At some point everyone who wishes to open a business asks him/herself about what type of business ownerships should be used for the business. This is a very broad and common question that many small business owners and individuals who think about opening a business hesitate about. Fairly it is a very good question to start your business from. As you develop your company or organization you want to make sure you set up things that you are responsible for and things that you are liable for. There is a primer difference in owning the company and being liable for company’s liabilities and assets. Let’s start by defining what is Sole Proprietorship and Incorporation.
A sole proprietorship (also identified as the sole trader or proprietorship) is defined as a type of business unit that is owned and operated by one individual (owner, founder) and in which there is no legal distinction between the owner and the business. It is important to mention that the owner is fully responsible for all business activities and in the case of any legal dispute with the business; owner will be counted as a business.
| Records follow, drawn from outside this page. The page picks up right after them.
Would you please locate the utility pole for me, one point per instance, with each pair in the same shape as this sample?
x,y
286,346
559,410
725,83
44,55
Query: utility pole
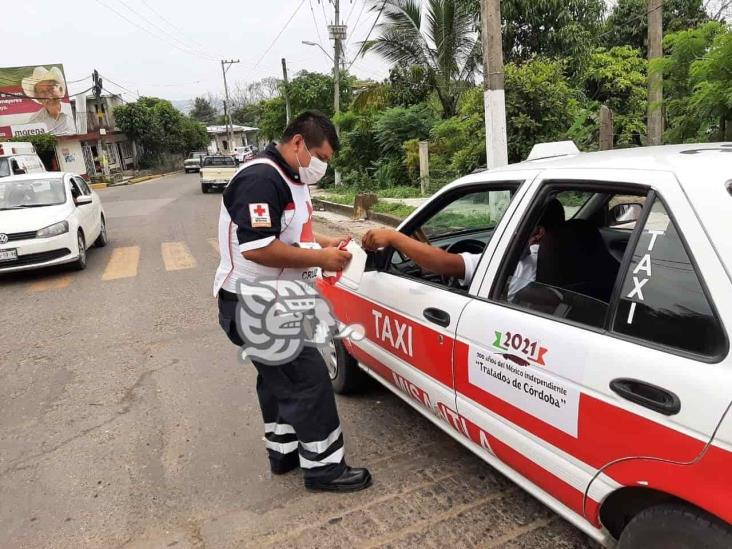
x,y
655,78
496,141
337,33
287,92
225,66
97,91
The owner is entitled to receive all the profits that are made and has unlimited liability for all the losses and debts. Very important to know that all assets owned by the business owner as well as all debts of the business are the proprietor’s responsibility. In other words it means that the business owner and his/her business are acting as the same individual instead of separate entities. A sole proprietor is allowed to utilize a trade name or business name other than personal legal given name. In addition, if the business is owned and operated by the partnership and is not incorporated it means that all the liability is equally divided in between the partners, unless there is a contract stating split share in the ownership.
Incorporation (Inc.) means forming of a new entity (corporation) which is described as a corporation which is being a legal entity that is recognized as a person under the law. The main difference between the Sole Proprietorship and Incorporation that in sole prop owner is liable for all the business actions where corporation (incorporated) stands as a separate entity from the business owner/owners and operators. Corporation may also be any type of the organizations starting from business, a non-profit organization, sports club, and/or other entities.
Incorporation gives you an ability to protect your personal assets. One of the biggest benefits and most important legal advantages is the protection of the personal belongings and assets against the claims of creditors and lawsuits.
Usually, majority of small businesses prefer not to incorporate their business, until they grow bigger in the amount of customers, revenue and employee size. This gives flexibility, because when you don’t have a lot of staff members and your clientele is not that big that you don’t know your customer you can keep up with everything that is going on in the company. However, with the growth business expects different volumes of customers and profit amounts therefore it is rational to incorporate the business to avoid personal liability for some of your staff errors and faults.
It is also important to know that while sole proprietorship doesn’t cost you a lot, you’ll only need to register your business, incorporating a company might cost at least 4-5 times the price of registering the sole proprietorship. Also, it depends on different variables such as the amount of assets, employee size and etc.